"We grow small trying to be great"
About this Quote
Hockney’s line lands like a slap at the altar of ambition: chase “greatness” too directly and you don’t expand, you contract. It’s a compact reversal that feels painterly in itself, flipping the expected perspective the way his work often does - turning the viewer’s habits into the subject.
The intent reads as an artist’s warning against prestige culture. “Great” is the word institutions love: museums, critics, markets, legacy-building. It’s also the word that tempts artists into safe, over-engineered moves designed to look important. Hockney suggests that this performance of greatness shrinks the maker. You become smaller because your attention narrows to status: what will be praised, what will sell, what fits the accepted story of Serious Art. The work stops being an exploration and becomes a résumé.
The subtext is almost moral without sounding pious. Growth, in Hockney’s framing, comes from curiosity, play, and risk - the messy, bodily act of looking. Trying to be “great” turns looking into posing. It swaps experimentation for self-surveillance, a constant internal committee meeting about how you’re being perceived.
Context matters: Hockney’s career is a long refusal to ossify. He’s moved between mediums (from painting to iPad drawings), styles, and geographic scenes, often against critical fashion. For an artist who’s thrived by staying porous, “greatness” isn’t a destination; it’s a trap that closes the room.

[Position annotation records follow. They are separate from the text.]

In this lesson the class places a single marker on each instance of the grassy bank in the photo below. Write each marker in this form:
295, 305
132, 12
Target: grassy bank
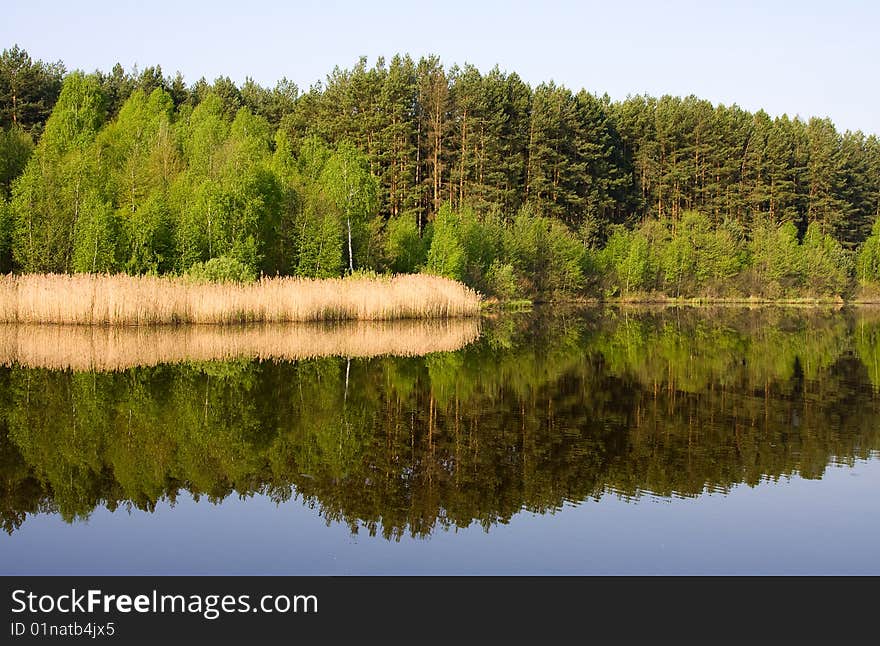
89, 299
112, 348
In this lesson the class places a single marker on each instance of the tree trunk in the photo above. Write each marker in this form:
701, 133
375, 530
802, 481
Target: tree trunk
350, 259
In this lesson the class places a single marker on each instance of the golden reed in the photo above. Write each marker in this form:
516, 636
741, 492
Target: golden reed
112, 348
88, 299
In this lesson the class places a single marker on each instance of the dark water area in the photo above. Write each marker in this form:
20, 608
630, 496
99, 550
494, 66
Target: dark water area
684, 440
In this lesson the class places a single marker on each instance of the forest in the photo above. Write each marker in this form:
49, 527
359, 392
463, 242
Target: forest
518, 191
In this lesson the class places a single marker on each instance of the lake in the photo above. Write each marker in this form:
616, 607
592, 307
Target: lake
617, 440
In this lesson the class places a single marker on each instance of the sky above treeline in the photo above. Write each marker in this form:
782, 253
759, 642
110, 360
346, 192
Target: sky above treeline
802, 58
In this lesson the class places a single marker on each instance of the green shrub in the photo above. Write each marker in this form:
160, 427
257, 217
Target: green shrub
221, 269
501, 280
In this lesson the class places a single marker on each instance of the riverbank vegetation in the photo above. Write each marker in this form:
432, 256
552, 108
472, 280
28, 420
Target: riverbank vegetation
116, 348
88, 299
409, 166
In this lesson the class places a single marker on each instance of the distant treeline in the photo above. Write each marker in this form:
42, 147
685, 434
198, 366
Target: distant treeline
408, 166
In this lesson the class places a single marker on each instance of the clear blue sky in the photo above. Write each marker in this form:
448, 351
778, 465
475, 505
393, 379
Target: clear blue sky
808, 58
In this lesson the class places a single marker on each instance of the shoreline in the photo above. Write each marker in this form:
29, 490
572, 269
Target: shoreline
120, 299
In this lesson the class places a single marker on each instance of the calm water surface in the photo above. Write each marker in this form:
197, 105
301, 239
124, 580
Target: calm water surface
612, 441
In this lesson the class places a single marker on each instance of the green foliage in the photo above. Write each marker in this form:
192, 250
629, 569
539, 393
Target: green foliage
501, 280
868, 258
574, 194
447, 255
405, 248
222, 269
16, 147
827, 266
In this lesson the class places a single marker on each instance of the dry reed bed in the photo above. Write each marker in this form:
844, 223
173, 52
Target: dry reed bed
88, 299
104, 348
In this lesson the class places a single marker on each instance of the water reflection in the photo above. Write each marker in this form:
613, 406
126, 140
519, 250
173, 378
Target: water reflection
101, 348
539, 411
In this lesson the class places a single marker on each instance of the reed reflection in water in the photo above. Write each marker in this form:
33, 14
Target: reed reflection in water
540, 411
113, 348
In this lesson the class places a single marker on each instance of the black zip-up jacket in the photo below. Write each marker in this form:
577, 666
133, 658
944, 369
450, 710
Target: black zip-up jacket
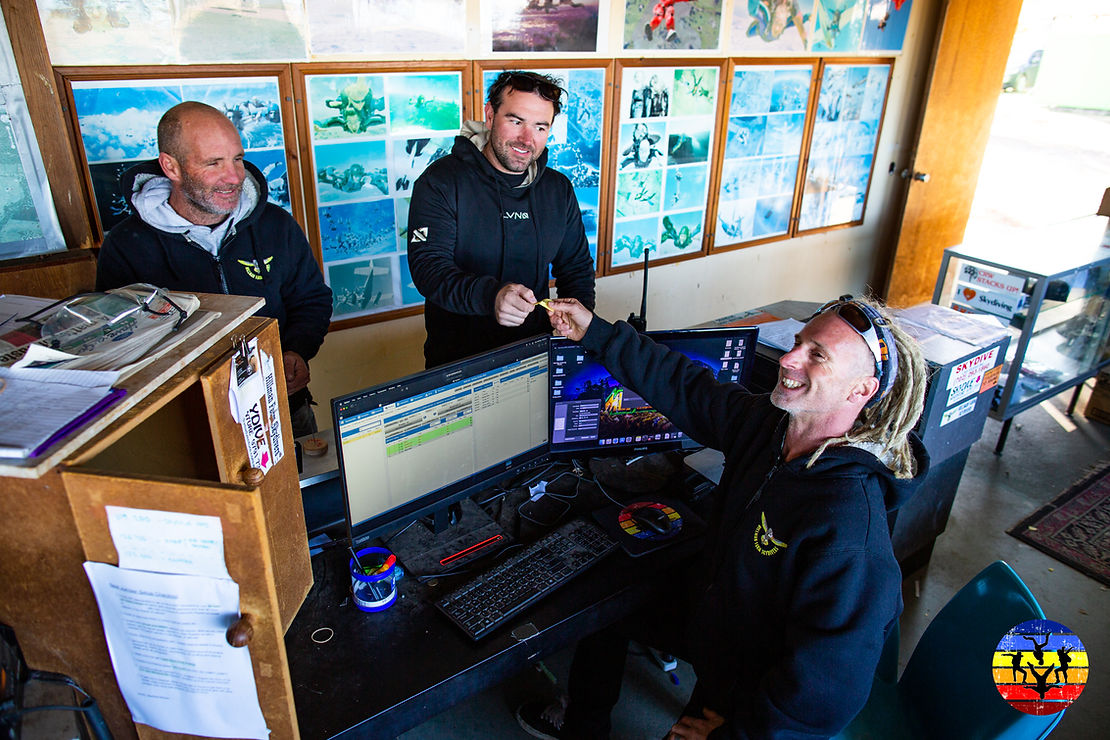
264, 254
798, 585
470, 233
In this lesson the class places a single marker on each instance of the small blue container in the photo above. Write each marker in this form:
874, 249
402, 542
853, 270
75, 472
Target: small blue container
379, 591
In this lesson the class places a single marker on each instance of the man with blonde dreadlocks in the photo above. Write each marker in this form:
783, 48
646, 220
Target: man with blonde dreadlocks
797, 586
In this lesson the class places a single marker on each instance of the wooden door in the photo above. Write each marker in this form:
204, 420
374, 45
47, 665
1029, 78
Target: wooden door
972, 44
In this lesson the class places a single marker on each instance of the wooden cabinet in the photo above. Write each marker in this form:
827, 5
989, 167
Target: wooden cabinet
172, 445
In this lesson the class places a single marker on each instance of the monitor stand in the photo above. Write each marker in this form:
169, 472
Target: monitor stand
472, 535
637, 475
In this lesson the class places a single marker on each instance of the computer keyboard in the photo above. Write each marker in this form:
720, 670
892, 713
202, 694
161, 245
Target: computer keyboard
506, 589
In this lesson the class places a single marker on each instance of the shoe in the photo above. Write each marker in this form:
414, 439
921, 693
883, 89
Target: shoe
541, 720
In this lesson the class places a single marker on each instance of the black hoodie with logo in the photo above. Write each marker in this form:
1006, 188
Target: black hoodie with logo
798, 585
264, 253
471, 232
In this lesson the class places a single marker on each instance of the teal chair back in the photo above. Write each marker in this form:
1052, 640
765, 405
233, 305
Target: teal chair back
947, 689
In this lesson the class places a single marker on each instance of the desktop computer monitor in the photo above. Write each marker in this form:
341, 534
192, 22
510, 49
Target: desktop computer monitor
414, 446
592, 414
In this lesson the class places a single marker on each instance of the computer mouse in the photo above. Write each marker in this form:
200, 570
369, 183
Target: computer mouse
649, 518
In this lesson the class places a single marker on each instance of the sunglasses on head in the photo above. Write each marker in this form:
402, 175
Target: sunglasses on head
855, 316
525, 82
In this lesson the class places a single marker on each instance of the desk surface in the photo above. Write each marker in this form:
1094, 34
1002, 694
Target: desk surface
230, 312
382, 673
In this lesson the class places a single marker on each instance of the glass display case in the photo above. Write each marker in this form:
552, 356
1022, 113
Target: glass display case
1051, 289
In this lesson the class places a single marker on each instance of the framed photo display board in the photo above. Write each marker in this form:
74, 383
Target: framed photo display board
369, 133
665, 133
850, 103
764, 141
576, 145
114, 112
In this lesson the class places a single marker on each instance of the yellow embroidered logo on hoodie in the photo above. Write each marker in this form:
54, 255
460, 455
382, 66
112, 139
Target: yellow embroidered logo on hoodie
252, 266
765, 538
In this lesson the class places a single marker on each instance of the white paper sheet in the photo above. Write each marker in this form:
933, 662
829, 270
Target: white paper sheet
168, 541
175, 670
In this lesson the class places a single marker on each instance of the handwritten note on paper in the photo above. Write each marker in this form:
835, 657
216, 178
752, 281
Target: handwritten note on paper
175, 670
168, 541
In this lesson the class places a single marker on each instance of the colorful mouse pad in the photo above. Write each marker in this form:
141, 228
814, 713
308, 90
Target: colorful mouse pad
619, 523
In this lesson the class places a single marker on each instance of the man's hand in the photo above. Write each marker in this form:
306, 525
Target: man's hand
692, 728
296, 372
513, 304
569, 317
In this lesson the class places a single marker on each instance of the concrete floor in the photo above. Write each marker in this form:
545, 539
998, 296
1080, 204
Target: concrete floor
1045, 453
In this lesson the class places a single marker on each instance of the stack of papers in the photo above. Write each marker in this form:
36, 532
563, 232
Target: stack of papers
39, 407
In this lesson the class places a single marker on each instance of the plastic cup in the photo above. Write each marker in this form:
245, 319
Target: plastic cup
377, 591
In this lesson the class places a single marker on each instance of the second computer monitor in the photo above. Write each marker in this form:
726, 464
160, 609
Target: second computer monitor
592, 414
410, 447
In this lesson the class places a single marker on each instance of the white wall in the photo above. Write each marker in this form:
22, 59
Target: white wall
815, 267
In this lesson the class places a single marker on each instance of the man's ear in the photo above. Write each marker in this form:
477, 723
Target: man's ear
864, 388
170, 166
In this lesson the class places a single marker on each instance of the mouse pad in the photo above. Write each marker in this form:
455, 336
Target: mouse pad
618, 523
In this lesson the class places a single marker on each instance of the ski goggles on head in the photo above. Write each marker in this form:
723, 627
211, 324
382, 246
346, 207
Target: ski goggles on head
875, 330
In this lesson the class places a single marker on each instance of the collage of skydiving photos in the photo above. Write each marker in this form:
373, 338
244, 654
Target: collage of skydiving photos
372, 135
667, 117
637, 138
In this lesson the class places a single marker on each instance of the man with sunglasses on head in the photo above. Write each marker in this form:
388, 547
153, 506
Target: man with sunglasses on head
797, 586
488, 221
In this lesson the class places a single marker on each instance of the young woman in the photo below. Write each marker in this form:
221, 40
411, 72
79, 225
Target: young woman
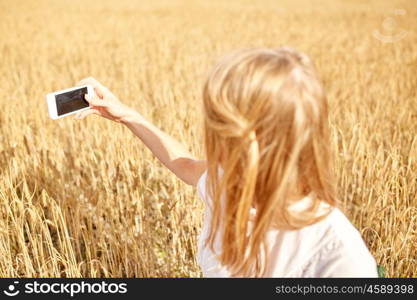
267, 182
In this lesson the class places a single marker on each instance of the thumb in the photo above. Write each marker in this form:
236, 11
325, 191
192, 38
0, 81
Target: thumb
93, 100
81, 115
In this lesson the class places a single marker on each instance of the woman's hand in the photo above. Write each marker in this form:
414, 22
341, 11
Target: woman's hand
102, 103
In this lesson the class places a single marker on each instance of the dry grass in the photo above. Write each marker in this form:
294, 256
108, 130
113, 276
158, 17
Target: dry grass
87, 199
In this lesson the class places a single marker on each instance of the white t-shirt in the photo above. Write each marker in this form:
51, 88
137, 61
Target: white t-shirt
332, 247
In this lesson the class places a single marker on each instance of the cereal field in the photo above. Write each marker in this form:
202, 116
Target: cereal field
87, 199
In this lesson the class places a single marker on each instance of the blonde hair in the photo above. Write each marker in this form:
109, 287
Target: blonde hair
266, 129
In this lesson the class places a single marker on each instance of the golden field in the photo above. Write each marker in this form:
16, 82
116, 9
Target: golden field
87, 199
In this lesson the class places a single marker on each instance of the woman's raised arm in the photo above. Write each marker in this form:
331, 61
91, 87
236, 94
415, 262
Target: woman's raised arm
168, 150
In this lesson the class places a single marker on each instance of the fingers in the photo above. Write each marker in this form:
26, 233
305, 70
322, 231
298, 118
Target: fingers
82, 114
98, 87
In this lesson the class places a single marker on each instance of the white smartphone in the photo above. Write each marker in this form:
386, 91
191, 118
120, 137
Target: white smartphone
69, 101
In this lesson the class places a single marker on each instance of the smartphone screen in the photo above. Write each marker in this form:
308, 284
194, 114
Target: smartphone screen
71, 101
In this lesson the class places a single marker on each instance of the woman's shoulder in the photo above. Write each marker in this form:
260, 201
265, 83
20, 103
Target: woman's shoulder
339, 250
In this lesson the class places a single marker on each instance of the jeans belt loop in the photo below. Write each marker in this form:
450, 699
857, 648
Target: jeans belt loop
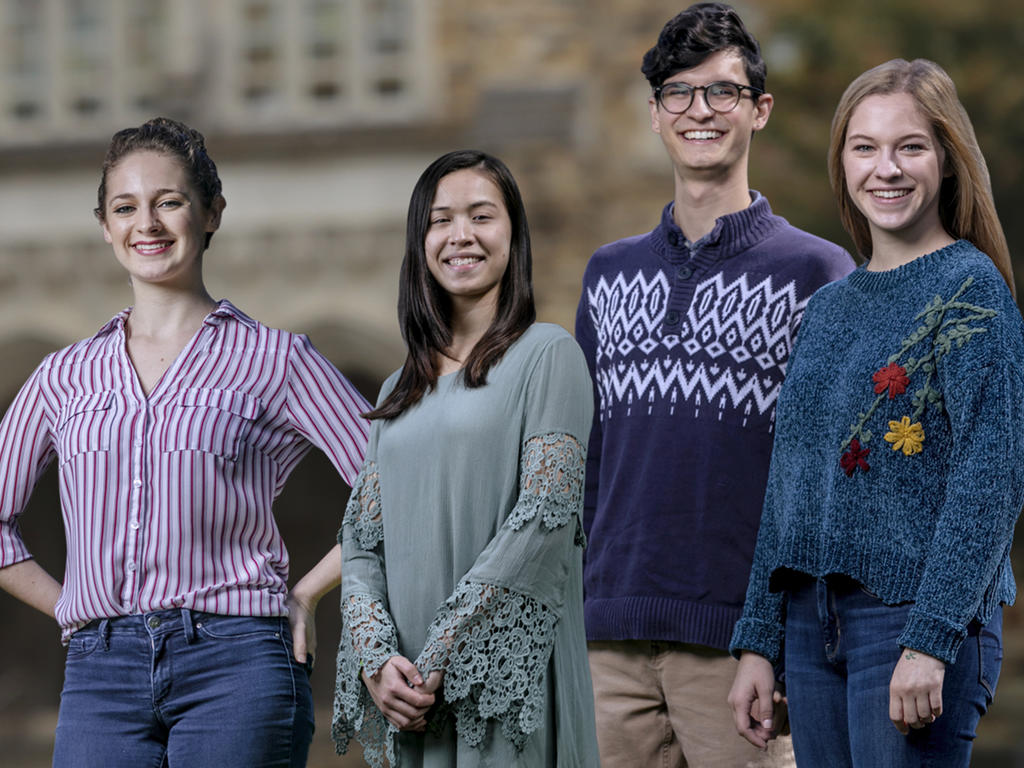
186, 625
103, 632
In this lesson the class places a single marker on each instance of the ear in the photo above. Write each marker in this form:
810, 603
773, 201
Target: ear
655, 124
762, 110
216, 209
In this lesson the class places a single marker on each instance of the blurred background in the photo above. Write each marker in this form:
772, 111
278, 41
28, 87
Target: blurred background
321, 115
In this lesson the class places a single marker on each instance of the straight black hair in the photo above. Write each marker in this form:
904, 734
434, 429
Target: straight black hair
425, 308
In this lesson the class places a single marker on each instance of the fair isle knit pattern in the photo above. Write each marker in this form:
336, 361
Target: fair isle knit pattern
897, 455
741, 328
687, 345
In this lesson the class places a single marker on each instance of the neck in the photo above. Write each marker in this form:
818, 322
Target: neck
890, 251
700, 202
160, 311
470, 321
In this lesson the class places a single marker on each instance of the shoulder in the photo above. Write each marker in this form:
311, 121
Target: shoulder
614, 256
542, 338
803, 251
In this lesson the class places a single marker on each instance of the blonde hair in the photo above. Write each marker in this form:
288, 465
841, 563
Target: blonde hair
966, 205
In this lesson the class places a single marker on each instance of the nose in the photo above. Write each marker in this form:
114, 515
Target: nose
698, 107
147, 219
888, 166
462, 229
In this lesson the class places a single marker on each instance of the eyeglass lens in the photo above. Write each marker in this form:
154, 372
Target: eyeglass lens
677, 97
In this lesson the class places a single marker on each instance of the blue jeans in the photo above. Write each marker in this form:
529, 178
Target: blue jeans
182, 689
841, 651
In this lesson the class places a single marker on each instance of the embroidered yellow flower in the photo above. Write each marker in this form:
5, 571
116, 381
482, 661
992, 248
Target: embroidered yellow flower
906, 436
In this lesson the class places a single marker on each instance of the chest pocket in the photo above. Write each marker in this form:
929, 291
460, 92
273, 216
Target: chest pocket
84, 425
214, 421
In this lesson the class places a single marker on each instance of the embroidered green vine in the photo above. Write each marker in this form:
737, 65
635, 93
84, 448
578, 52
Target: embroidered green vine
948, 334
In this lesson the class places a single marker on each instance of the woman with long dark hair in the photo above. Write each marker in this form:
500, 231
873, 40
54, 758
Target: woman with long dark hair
883, 559
175, 426
462, 600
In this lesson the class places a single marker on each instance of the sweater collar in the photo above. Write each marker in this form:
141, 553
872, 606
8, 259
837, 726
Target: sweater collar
732, 233
910, 273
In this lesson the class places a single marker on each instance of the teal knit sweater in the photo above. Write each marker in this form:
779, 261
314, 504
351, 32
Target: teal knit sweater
898, 450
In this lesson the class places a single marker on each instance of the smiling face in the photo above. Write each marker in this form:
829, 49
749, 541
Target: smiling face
704, 143
894, 168
468, 239
155, 219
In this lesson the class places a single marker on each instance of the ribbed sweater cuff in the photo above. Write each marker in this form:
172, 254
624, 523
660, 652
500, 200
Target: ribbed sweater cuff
936, 637
761, 637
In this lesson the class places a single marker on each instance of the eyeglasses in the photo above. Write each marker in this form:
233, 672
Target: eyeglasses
720, 96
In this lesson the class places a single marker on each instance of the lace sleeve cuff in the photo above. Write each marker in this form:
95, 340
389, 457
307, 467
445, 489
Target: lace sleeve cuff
363, 514
495, 666
368, 640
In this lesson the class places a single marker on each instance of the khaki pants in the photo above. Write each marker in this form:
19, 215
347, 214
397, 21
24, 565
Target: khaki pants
662, 705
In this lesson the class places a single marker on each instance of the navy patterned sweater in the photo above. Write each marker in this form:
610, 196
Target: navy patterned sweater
898, 444
687, 345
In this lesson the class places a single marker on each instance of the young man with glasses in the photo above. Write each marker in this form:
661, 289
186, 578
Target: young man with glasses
687, 331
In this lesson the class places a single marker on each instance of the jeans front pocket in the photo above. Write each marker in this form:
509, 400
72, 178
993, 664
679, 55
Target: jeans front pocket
990, 653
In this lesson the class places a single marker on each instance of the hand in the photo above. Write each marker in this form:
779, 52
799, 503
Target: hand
433, 682
394, 691
915, 690
302, 620
754, 699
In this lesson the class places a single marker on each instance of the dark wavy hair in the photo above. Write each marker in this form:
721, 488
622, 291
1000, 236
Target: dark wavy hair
165, 136
696, 33
425, 308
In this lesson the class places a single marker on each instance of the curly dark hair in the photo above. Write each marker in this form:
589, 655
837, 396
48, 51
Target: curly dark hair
696, 33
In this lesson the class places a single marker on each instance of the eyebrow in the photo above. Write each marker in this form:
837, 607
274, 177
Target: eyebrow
157, 194
904, 137
478, 204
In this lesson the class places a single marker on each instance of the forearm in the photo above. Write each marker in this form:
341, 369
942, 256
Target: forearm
29, 583
323, 578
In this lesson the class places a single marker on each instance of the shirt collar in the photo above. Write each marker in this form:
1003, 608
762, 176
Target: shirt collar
224, 309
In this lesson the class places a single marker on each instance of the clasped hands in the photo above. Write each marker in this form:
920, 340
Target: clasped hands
401, 694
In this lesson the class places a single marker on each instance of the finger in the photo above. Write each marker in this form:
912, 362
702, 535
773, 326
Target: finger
408, 670
896, 714
298, 646
935, 701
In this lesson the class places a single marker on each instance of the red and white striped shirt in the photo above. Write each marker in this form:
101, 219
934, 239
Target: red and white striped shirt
167, 498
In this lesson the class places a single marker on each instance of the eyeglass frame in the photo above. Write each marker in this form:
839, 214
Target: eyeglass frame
756, 93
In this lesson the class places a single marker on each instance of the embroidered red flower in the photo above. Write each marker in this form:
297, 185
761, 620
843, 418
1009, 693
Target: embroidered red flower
854, 458
893, 378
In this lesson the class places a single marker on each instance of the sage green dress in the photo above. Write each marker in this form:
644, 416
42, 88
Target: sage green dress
462, 551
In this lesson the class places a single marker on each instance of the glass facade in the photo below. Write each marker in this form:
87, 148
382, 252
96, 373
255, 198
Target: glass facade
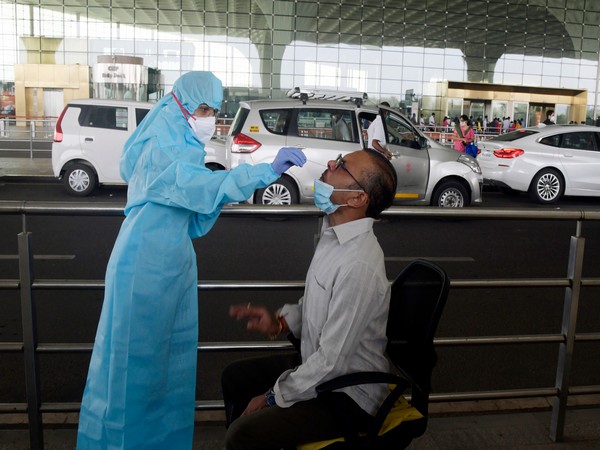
260, 49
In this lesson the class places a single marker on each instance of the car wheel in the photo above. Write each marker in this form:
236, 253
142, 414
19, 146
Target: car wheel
450, 194
547, 186
79, 180
281, 192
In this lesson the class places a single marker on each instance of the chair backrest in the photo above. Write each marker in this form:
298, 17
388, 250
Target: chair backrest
418, 298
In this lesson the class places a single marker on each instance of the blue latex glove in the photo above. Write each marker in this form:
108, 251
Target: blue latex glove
286, 158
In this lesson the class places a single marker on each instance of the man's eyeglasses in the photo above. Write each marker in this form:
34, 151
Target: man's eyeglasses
339, 162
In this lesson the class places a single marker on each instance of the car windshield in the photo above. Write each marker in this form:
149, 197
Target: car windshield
513, 135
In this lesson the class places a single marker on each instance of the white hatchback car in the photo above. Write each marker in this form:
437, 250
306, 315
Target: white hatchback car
546, 162
89, 139
428, 172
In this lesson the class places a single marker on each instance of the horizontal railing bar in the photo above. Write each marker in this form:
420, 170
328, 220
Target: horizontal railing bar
51, 407
520, 282
284, 345
584, 390
234, 346
292, 285
59, 347
8, 408
493, 395
9, 284
210, 405
116, 209
499, 340
587, 337
215, 405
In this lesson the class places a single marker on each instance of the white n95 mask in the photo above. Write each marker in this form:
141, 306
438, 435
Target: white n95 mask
203, 127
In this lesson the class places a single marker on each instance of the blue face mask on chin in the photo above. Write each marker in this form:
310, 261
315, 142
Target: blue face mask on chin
323, 193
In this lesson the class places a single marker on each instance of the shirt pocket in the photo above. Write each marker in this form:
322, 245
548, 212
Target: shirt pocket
318, 304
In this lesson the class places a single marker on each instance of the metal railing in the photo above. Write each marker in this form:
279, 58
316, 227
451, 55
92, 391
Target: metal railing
566, 339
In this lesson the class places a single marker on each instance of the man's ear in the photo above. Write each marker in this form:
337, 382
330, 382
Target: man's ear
359, 200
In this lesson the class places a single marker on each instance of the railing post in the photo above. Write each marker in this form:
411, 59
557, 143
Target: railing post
569, 325
36, 436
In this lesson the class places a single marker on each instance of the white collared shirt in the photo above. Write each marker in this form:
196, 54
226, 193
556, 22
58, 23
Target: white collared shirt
342, 316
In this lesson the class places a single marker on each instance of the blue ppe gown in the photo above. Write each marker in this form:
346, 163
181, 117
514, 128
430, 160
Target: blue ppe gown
140, 389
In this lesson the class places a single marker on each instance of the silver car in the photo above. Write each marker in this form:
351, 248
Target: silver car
546, 162
428, 172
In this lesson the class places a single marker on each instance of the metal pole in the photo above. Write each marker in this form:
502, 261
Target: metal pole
36, 436
565, 351
31, 136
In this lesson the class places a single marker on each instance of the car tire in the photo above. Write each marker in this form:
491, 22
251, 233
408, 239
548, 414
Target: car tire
547, 186
79, 180
281, 192
450, 194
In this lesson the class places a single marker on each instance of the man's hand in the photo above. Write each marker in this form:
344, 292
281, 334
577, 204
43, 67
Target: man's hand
256, 404
259, 318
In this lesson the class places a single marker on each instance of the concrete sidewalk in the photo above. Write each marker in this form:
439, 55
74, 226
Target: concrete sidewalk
497, 431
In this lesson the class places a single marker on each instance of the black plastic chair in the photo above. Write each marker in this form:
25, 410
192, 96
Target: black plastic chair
418, 298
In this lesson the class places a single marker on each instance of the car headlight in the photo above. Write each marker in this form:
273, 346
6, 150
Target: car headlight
471, 162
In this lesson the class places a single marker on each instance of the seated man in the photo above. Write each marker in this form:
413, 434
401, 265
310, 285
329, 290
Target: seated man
340, 321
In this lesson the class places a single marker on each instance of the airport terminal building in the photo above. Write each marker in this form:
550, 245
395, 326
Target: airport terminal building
516, 58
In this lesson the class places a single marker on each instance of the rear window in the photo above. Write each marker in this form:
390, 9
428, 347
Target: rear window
276, 120
331, 124
238, 121
513, 135
109, 117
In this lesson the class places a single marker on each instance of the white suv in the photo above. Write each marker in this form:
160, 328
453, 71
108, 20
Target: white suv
428, 172
89, 139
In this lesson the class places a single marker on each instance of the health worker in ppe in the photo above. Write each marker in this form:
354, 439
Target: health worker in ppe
140, 390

The intent reads as an artist’s warning against prestige culture. “Great” is the word institutions love: museums, critics, markets, legacy-building. It’s also the word that tempts artists into safe, over-engineered moves designed to look important. Hockney suggests that this performance of greatness shrinks the maker. You become smaller because your attention narrows to status: what will be praised, what will sell, what fits the accepted story of Serious Art. The work stops being an exploration and becomes a résumé.
The subtext is almost moral without sounding pious. Growth, in Hockney’s framing, comes from curiosity, play, and risk - the messy, bodily act of looking. Trying to be “great” turns looking into posing. It swaps experimentation for self-surveillance, a constant internal committee meeting about how you’re being perceived.
Context matters: Hockney’s career is a long refusal to ossify. He’s moved between mediums (from painting to iPad drawings), styles, and geographic scenes, often against critical fashion. For an artist who’s thrived by staying porous, “greatness” isn’t a destination; it’s a trap that closes the room.